Extractive Practice vs Transformative Potential
In my work across place-based and cultural engagement contexts, I hear the same message from communities again and again: We are consulted, but nothing changes. People feel they are in an extractive relationship with institutions – their ideas mined and shelved, their participation instrumentalised to fulfil funding conditions or tick consultation boxes. It is damaging, and it undermines trust.
The promise of MANIFEST is that it offers conditions that can shift this dynamic. Its placements are long enough, and open enough, to allow artists to form relationships with systems and staff. Its structures make room for policy professionals to think differently, feel differently, and act differently. And its artists are not only skilled in the social, they are situated within the institutional, able to traverse and translate between council and community, data and dialogue, future and feeling.

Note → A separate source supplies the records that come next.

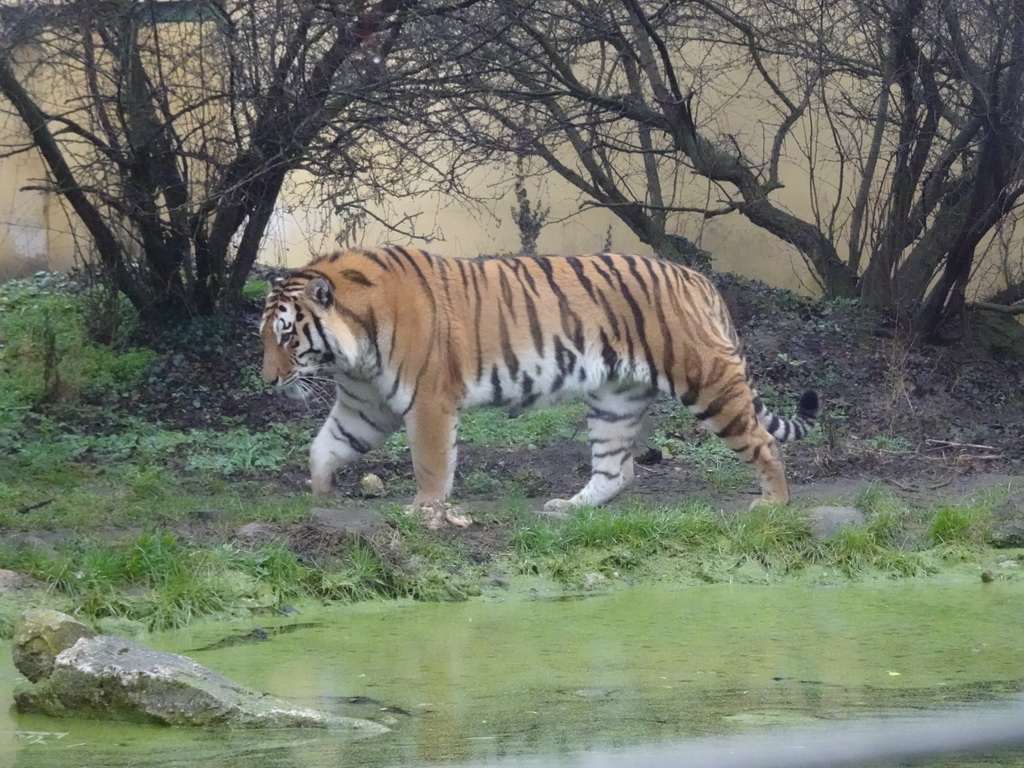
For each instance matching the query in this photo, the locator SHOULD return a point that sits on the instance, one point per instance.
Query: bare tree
(170, 127)
(914, 105)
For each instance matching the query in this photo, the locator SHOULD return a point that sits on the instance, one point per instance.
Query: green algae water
(477, 682)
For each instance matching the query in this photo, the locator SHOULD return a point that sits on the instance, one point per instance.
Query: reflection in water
(484, 680)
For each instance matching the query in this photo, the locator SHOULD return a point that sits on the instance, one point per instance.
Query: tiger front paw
(437, 514)
(558, 505)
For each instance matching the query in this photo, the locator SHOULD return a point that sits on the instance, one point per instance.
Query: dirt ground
(926, 421)
(910, 415)
(921, 419)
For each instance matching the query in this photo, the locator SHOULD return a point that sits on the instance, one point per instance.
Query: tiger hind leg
(613, 418)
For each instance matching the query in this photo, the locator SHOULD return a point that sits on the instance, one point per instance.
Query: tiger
(412, 338)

The evaluation of MANIFEST’s first cohort bears this out. The contributions of the artists involved included:
Creating space for deep reflection within policy teams, disrupting default rhythms and sparking strategic re-evaluation
Humanising systems and surfacing the emotional undercurrents of policy, particularly in work relating to multiple disadvantage, disability justice, and foresight thinking
Enabling enhanced engagement with citizens and staff, not by ‘representing’ voices but by building platforms where stories and values could be shared
Acting as internal agents of change, helping policy teams advocate for new approaches, ethics, and ways of seeing from within
None of this is cosmetic. It is infrastructure. These are the cultural foundations of a governance model that could genuinely respond to the complexity of place and to the voices of the people who live there.
The Table as Method
The Sculpture, as first enacted by APG, is not just a format but is method. Sitting at a table in public, open to interruption, observation, and improvisation, generates a different kind of dialogue. Not extractive. Not performance. But presence.

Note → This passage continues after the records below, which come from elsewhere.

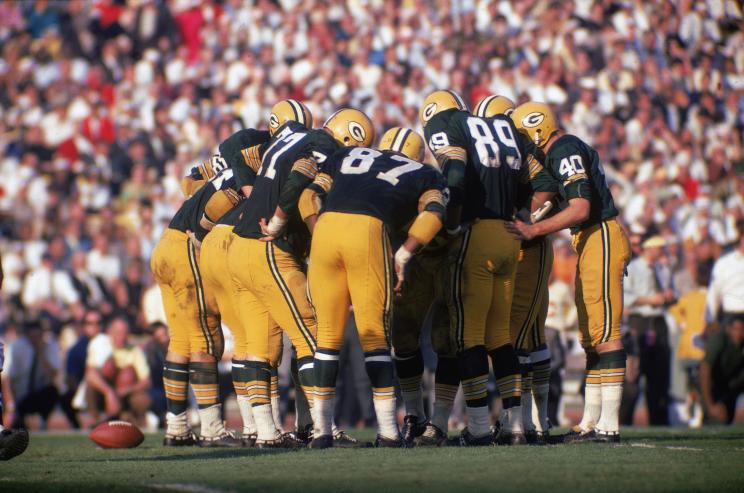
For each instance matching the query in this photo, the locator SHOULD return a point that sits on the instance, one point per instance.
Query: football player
(530, 301)
(482, 159)
(603, 251)
(196, 341)
(422, 296)
(266, 258)
(369, 194)
(213, 258)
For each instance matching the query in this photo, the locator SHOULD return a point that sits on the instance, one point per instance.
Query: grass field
(673, 460)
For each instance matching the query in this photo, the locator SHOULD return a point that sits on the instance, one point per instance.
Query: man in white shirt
(726, 291)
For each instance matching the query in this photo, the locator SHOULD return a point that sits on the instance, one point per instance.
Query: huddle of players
(274, 202)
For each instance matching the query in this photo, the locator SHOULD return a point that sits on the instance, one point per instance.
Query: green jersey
(577, 167)
(232, 152)
(493, 153)
(383, 184)
(289, 163)
(194, 213)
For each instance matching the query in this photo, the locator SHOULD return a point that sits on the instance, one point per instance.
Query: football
(117, 434)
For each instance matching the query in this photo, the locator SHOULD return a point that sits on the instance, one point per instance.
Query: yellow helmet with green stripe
(289, 110)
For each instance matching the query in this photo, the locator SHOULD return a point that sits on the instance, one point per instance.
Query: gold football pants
(351, 263)
(217, 280)
(191, 311)
(422, 296)
(604, 252)
(484, 264)
(530, 300)
(268, 285)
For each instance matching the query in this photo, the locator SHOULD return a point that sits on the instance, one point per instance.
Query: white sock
(414, 402)
(612, 394)
(441, 414)
(323, 411)
(525, 404)
(246, 412)
(512, 419)
(592, 406)
(265, 422)
(176, 424)
(211, 421)
(387, 424)
(275, 412)
(303, 411)
(540, 411)
(479, 421)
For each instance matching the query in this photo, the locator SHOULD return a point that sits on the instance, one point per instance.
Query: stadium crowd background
(105, 104)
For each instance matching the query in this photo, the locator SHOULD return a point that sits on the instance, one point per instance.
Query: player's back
(382, 184)
(191, 215)
(494, 153)
(291, 144)
(579, 169)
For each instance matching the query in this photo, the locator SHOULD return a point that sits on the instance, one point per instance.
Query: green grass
(674, 460)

To sit at that table in Modern Art Oxford was to enact an alternative way of working. One that prioritises curiosity, listens without rushing to fix, and honours the intelligence of the room and the rooms beyond the room.

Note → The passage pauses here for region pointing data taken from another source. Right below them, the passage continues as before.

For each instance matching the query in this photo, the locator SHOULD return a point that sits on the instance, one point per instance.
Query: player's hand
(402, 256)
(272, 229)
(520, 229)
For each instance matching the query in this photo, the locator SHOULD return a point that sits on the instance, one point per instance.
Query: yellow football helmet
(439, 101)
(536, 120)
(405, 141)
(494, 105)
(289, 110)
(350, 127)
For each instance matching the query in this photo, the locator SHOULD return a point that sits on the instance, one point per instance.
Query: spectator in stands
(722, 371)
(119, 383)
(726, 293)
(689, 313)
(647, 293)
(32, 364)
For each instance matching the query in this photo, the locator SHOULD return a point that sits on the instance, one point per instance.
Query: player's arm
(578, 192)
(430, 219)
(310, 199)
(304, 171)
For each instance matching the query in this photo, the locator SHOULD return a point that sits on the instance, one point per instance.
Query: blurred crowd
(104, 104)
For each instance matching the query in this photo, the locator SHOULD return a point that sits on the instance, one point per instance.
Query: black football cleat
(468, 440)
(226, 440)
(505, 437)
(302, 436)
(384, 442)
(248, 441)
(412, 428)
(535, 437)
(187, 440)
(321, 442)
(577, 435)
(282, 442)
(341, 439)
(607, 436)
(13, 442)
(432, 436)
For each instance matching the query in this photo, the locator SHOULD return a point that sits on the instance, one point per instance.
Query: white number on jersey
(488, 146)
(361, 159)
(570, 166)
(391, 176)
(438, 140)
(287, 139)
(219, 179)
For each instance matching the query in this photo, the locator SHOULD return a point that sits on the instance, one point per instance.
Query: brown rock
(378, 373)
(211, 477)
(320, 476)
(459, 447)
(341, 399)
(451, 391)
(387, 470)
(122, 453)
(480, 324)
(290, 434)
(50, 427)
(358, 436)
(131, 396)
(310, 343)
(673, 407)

It was a reminder that governance is not just what is decided – it is how we come together to decide. The table is not symbolic. It is structural. And the kind of table we build reflects the kind of society we hope to live in.
A Thought from Practice: Building the Governance We Need
As someone who has spent my career working across placemaking, civic systems, and cultural strategy, I see initiatives like MANIFEST as essential fieldwork for the kind of governance we are being sold through devolution and its community power narratives.
If we are to meet those promises, not just structurally but culturally, we need mechanisms that allow public systems to evolve. We need governance capable of feeling, not just managing. We need creative intelligence that goes beyond branding, and relational capacity that extends beyond ‘stakeholder engagement’.
In short, we need more practice like this.
Because if we are to build communities that are resilient, just, and creatively alive, then we must also build systems that are ready to be changed by the people and practices they engage.
And that, for me, is why The Sculpture matters. Why MANIFEST matters. Why the Artist Placement Group still matters.
Because they are not only models for how art can enter policy – they are maps for how policy can become public again.
And that is the kind of table we need.